2.2 Evaluating the Methods

To evaluate the MLE method, we ran simulations to compare its performance against the traditional windowing method and our previous regression method. This consisted of simulating responses based on known HRs and FARs and then analyzing the resulting data with all three methods to determine the accuracies with which they recover the HR and FAR for various realistic true values. The 25 conditions simulated were comprised of five values of HR (0.50, 0.75, 0.90, 0.95, and 1.00) combined with five values of FAR (0.1, 0.05, 0.01, 0.005, and 0.001), and each condition was simulated 500 times to collect performance statistics. All simulations and analyses were performed using custom scripts in MATLAB versions 2015a and 2017a (MathWorks, Natick, MA).

Simulating the Responses.

For each simulation, we generated a randomized RSVP experiment with a stimulation rate of 4 Hz, a target proportion of 10%, and a total stimulus count of 2400. Then, a random subset of all targets and non-targets was selected to generate responses such that the simulated rate of each block was as close as possible to the HR and FAR for the condition, while still having a whole number of responses. When a response was generated, a random draw was taken from an ex-Gaussian distribution (where μ = 0.35, σ = 0.10, and τ = 0.25), and a response event was added at that time after the generating stimulus.

Analyzing the Simulations.

After simulating all of the responses necessary to generate the target HRs and FARs, the resulting stimulus and response timelines were analyzed using the windowing, regression, and MLE methods described above. Each simulation generated an estimate of HR and FAR from each method, and estimates of the response-time distribution parameters were generated by the regression and MLE methods. Each of these estimates was compared against the known simulated value to assess estimation error. Estimation error is summarized as root mean squared error (RMSE) and mean estimation error. The former provides an estimate of how far the estimator is likely to be from the true value, and the latter indicates whether the estimator is biased toward positive or negative errors.

3 Results

3.1 Performance Per Condition

For each simulation, the estimation errors for each method were calculated as the estimated rate minus the “true” simulated rate. The resulting 500 error values per rate type per condition per estimation method are depicted in Fig. 2 as box plots. Similarly, the error values for the regression and MLE methods’ estimations of the three response-time distribution parameters are shown here.

Fig. 2.
figure 2

Estimation errors of windowing, regression, and MLE methods for each condition.

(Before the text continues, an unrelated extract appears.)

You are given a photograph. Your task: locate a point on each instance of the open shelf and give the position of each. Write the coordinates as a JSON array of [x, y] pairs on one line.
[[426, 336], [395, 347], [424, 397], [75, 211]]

For many conditions, the MLE method provides superior estimates of the HR and FAR, but it tends to have a wider range of variation in cases where the HR is 90% or higher and the FAR is 5% or higher.

3.2 Aggregate Performance

Averaging across all conditions, we obtain the aggregate performance shown in Fig. 3 and Table 1. While the windowing and regression methods tend to overestimate the HR (respective errors 8.771 × 10−3 and 1.6457 × 10−2) and slightly underestimate the FAR (respective errors −9.0 × 10−4 and −5.8 × 10−4), the MLE method estimates the HR and FAR with almost no bias either way (respective errors −2.52 × 10−3 and 3.58 × 10−4).

Fig. 3.
figure 3

Estimation error collapsed across conditions. The appearance of so many outliers is reasonable, given that each method’s box plot is comprised of 12,500 estimations.

Table 1. Average estimation error collapsed across conditions. The response-time distribution parameters are not estimated by the window method.

Table 2 gives RMS errors for the various estimates, showing that the MLE method’s HR and FAR estimates are the most accurate, with respective RMS errors of 0.021508 and 0.002393, when compared to the windowing and regression methods’ RMS errors for HR (0.032351 and 0.027795, respectively) and FAR (0.003542 and 0.00243, respectively). Also, the MLE method provides more accurate estimates of all three response-time distribution parameters than the regression method. While both methods provide similar estimates of mu, the regression method exhibits noticeably worse performance when estimating sigma or tau.

Table 2. RMSE of estimates collapsed across conditions. The response-time distribution parameters are not estimated by the window method.

4 Discussion

The purpose of these simulations was to measure the MLE method’s performance at recovering the true simulated HR and FAR, and the results above show that the MLE outperforms both the classic windowing method and the regression method. While all three methods can exhibit estimation error in excess of 10%, these inaccuracies are not equivalent.

The windowing method tends to overestimate the HR when the true HR is relatively low and/or the true FAR is relatively high. This is to be expected, thanks to its simplistic benefit-of-the-doubt approach. This approach is vulnerable to incorrectly classifying false alarms as hits when they fall too close to a target. On the other hand, this method performs very well when the human makes very few mistakes, such that the true FAR is very low.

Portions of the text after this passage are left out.